4/17/10

4/16/10 - Community

I got to go on a mama’s playdate this evening with my dear friend LD. She and I have a hard time getting together because, as we learned tonight, we’re both really home bodies and have to force ourselves out into the world. We’re both really very social creatures, it’s the actual putting on of shoes and the like that we find a wee bit troublesome. But we managed to overcome last night and ended up at a lovely little tea house in town where we stayed until way beyond when you would think a tea house would be open.

And through all the chit chat about kids and family and the future and everything else that goes along with those things, we found the conversation kept wending its way back to the subject of community. Talking about the Story Corps project, about making sure to record the precious stories in our parents and grandparents memories. All of it coming back to the simple idea of tracking and honoring the threads and history that create our community, whatever or wherever that may be.
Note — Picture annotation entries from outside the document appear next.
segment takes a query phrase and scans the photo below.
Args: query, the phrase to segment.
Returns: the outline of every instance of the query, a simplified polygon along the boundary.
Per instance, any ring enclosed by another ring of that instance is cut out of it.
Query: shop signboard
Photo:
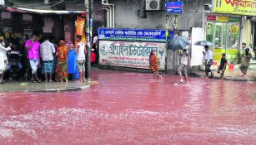
[[[256,16],[255,0],[213,0],[213,7],[217,13]]]
[[[182,13],[183,2],[166,2],[167,13]]]
[[[241,20],[239,17],[216,17],[213,15],[208,15],[207,16],[208,21],[217,21],[217,22],[239,22]]]
[[[103,65],[148,69],[148,57],[153,50],[159,70],[165,66],[165,43],[123,41],[99,41],[99,64]]]
[[[173,31],[169,31],[173,37]],[[165,30],[98,28],[99,40],[166,41]]]
[[[228,22],[228,17],[216,17],[216,21],[222,22]]]
[[[4,0],[0,0],[0,6],[4,6]]]

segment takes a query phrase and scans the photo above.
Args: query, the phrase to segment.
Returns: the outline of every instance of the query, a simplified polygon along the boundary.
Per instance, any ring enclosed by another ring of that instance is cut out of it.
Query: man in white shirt
[[[87,53],[85,43],[81,41],[82,36],[78,35],[76,41],[78,42],[75,47],[75,53],[77,54],[77,65],[80,74],[80,82],[85,82],[85,56]]]
[[[189,57],[189,53],[188,51],[186,49],[183,50],[183,52],[180,54],[181,58],[180,58],[180,63],[179,66],[178,68],[178,73],[180,76],[180,80],[178,84],[183,84],[184,82],[183,79],[183,73],[184,73],[184,78],[185,78],[185,82],[187,82],[187,77],[188,77],[188,70],[187,67],[188,65],[190,65],[190,57]]]
[[[213,64],[213,53],[211,50],[209,50],[208,46],[204,46],[205,52],[203,51],[203,54],[204,55],[205,60],[205,76],[208,76],[208,73],[211,73],[210,78],[213,77],[213,73],[211,70],[211,65]]]
[[[54,45],[49,41],[49,36],[46,36],[45,41],[40,45],[40,56],[43,60],[42,73],[45,75],[45,82],[48,81],[48,75],[49,75],[49,82],[52,82],[54,53]]]

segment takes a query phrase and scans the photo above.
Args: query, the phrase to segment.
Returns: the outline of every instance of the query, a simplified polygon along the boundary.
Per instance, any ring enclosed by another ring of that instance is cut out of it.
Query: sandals
[[[42,82],[42,80],[31,80],[30,81],[32,83],[41,83]]]
[[[37,82],[37,83],[41,83],[41,82],[42,82],[42,80],[36,80],[36,82]]]

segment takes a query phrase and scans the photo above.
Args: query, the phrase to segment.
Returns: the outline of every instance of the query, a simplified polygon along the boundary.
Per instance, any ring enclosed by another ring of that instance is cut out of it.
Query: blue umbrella
[[[183,36],[176,36],[173,38],[168,44],[168,50],[173,51],[177,50],[185,49],[189,45],[188,40]]]
[[[213,46],[213,43],[207,41],[198,41],[194,43],[195,46]]]

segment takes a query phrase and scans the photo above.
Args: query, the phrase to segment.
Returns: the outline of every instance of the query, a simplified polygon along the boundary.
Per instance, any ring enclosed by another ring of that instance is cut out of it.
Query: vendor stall
[[[159,70],[165,70],[166,36],[164,30],[99,28],[99,65],[149,69],[152,50],[159,60]]]

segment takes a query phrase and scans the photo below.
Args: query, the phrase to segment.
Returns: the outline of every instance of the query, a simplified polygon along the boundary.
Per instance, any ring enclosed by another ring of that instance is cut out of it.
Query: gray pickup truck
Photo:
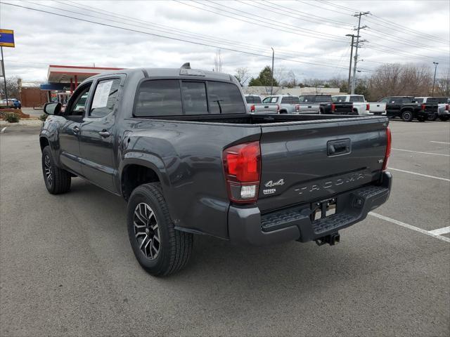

It’s a subject that has had deep personal meaning to me for as long as I can remember. My desire for a big family stems from my need and want of community. I loved my small college and the small sorority that I joined because of the inherent community. I reach out to the kindred spirits around me in the hopes of creating community. One that is fearless in its support, unhindered by self inflicted constraints and thriving with its own vibrant life force.

I’m sure this all sounds a bit woo woo and mushy for someone as concrete as I typically am. But I think the idea of community itself is a bit on the mushy side. I think it defies definition in so many ways because it is utterly subjective. But it is so vitally important to me and the way I choose to exist in the world. And I think it’s a larger conversation that needs to be bumped up in the realm of importance and priorities. Now if I could just figure out how to get it started.